There is no direct cure for bronchiolitis, so treatment is aimed at relieving the symptoms. Mild cases are treated at home by making sure the child drinks enough and saline nose drops are used to relieve congestion. Paracetamol may be given as needed for fever. Keeping the child’s head elevated with an extra pillow can help make breathing more comfortable. Antibiotics are not effective in treating bronchiolitis because it is usually caused by a virus. However, antibiotics may be necessary if there is associated ear infection or pneumonia. Please remember that if your baby develops any of the following features,urgent hospitalisation would be required for oxygen, iv fluids etc –
- Difficulty breathing or tiring
- Pale or blue-tinged (cyanotic) skin
- Severe coughing spells
- Poor feeding and less wet diapers
How Long Do Babies Take To Recover?
Most children with bronchiolitis who are otherwise healthy begin to improve within three to five days. However, wheezing may persist in some infants for a week or even longer. After developing bronchiolitis, some infants will have recurrent episodes of wheezing during childhood. These episodes are triggered by viruses and may respond to the same treatments used in children with asthma.

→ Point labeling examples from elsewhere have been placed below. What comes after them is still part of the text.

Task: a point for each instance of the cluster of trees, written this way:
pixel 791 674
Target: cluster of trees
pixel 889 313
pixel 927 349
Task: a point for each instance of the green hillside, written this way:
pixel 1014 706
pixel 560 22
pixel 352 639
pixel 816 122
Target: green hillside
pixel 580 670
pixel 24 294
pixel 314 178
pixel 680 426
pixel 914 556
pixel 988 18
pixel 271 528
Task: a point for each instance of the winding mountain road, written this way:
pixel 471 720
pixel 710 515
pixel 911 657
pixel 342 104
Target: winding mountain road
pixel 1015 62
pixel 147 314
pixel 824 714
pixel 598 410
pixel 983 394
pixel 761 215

How Can I Prevent My Child From Getting This Infection?
Avoid close contact with adults and children with upper respiratory infection.Wash hands with soap and water or use hand rub frequently when handling babies. Avoid smoking near children as this increases the risk of respiratory illness Keep you child out of daycare and/or school until the fever and runny nose have resolved (ie the time during which they are most contagious) to avoid spreading the infection to others.
Awareness of RSV infection and bonchiolitis will help you recognise and manage your child better during the illness. Hope this blog has been useful in doing so!